Y todo ello en un marco económico favorable, a mil leguas de los índices inflacionarios y la desocupación que se vivieron hace algunas décadas. La gente salió a la calle, convocada por una organización denominada Pase Libre, a protestar por el alza del precio del transporte urbano, que pasó (en San Pablo, por ejemplo) de 3 reales a 3,2. Pero la gravedad de la situación no puede explicarse por ese aumento casi insignificante.

Pruebas al canto: la medida se ha dejado sin efecto, pero las protestas no han cedido. Se levantan airadas voces contra la corrupción, en demanda de mayores inversiones en la salud, en tono de denuncia contra la situación de la enseñanza y como queja ante lo que se consideran gastos superfluos que deberían evitarse, como la organización de la Copa Confederaciones, o el Campeonato del Mundo de Fútbol previsto para el año próximo. Aunque se habla de movilizaciones pacíficas, los cables dejan poco margen para creerlo: vehículos incendiados, calles interrumpidas con neumáticos, comercios saqueados, denuncias de brutalidad policial. Y no se vislumbra, a estas alturas, una forma de restablecer los equilibrios; la presidenta Dilma Rousseff ha intentado quitar hierro a la coyuntura dándoles prácticamente la razón a los “indignados”: “la voz de la calle tiene que ser escuchada” –sentenció, al tiempo que declaraba su propósito de suspender un previsto viaje a Japón. Y por aquello de poner las propias barbas en remojo cuando se ve al vecino afeitarse, es de la mayor importancia tratar de entender qué es lo que realmente está pasando.

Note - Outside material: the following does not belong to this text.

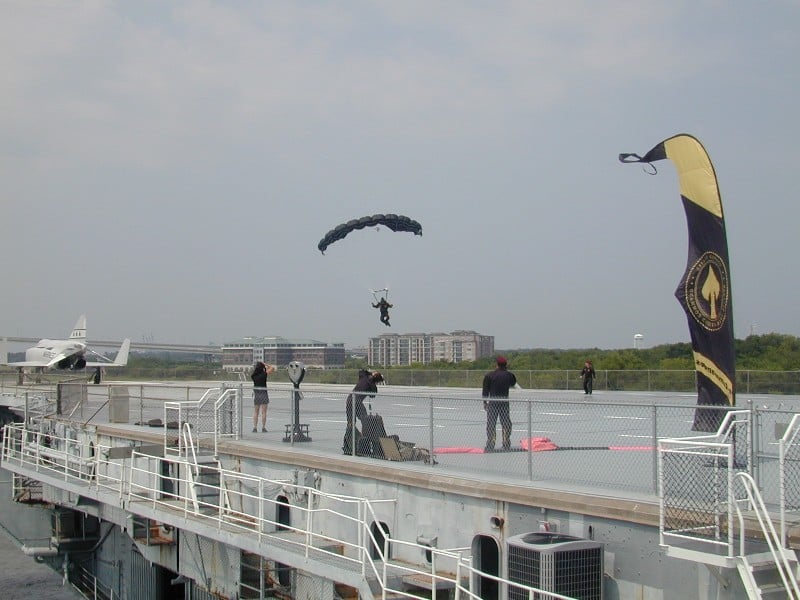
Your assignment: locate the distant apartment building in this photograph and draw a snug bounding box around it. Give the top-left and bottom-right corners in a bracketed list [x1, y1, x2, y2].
[367, 331, 494, 366]
[222, 336, 345, 371]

Los hechos muestran que una profunda y hasta el momento silenciosa disconformidad ha ido haciendo presa del pueblo brasileño; pero eso no es todo. A estas alturas, parece claro que una alta proporción de la gente ha dejado de confiar no solo en el gobierno que coyunturalmente tiene, por legítimo que sea, sino también en los partidos políticos (en todos, cualquiera sea su tendencia), en los sindicatos y, en definitiva, en el sistema mismo.

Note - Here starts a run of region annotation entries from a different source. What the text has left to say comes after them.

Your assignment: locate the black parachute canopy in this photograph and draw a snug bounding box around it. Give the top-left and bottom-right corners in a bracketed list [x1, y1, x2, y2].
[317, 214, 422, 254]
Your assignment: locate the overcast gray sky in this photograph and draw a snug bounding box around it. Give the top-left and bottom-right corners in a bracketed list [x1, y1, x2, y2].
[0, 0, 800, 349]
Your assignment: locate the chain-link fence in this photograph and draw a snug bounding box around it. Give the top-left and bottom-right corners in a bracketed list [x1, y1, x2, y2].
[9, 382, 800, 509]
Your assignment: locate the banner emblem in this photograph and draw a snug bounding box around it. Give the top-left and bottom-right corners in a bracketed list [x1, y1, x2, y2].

En otras palabras: sectores muy numerosos y activos de la ciudadanía ya no se sienten representados por las organizaciones que ellos mismos se dieron en otros tiempos. No cabe preguntarse de quién es la culpa, señora esta que tiende por doquier a la orfandad: lo que corresponde es alarmarse, porque cuando las masas dejan de confiar en las instituciones democráticas, se genera el caldo de cultivo propicio para las más peregrinas aventuras totalitarias.

Si a la tórrida samba que los “indignados” brasileños están escenificando en la vía pública se une la creciente y cada vez más inocultable bronca de los argentinos, y se hace un paquete común con lo sucedido en el viejo continente muy poco tiempo atrás, no cabe otra conclusión lógica que la de admitir que el sistema democrático representativo está pasando por su momento más difícil en muchas décadas.

El que, hace ya un cuarto de siglo, habló del “fin de la Historia”, le erró, según todas las apariencias, como a las peras. Solo queda preguntarse, con una buena carga de angustia, si somos testigos de una conmoción pasajera, o de lo que el insigne Arthur C. Clarke hubiera llamado el “fin de la infancia”.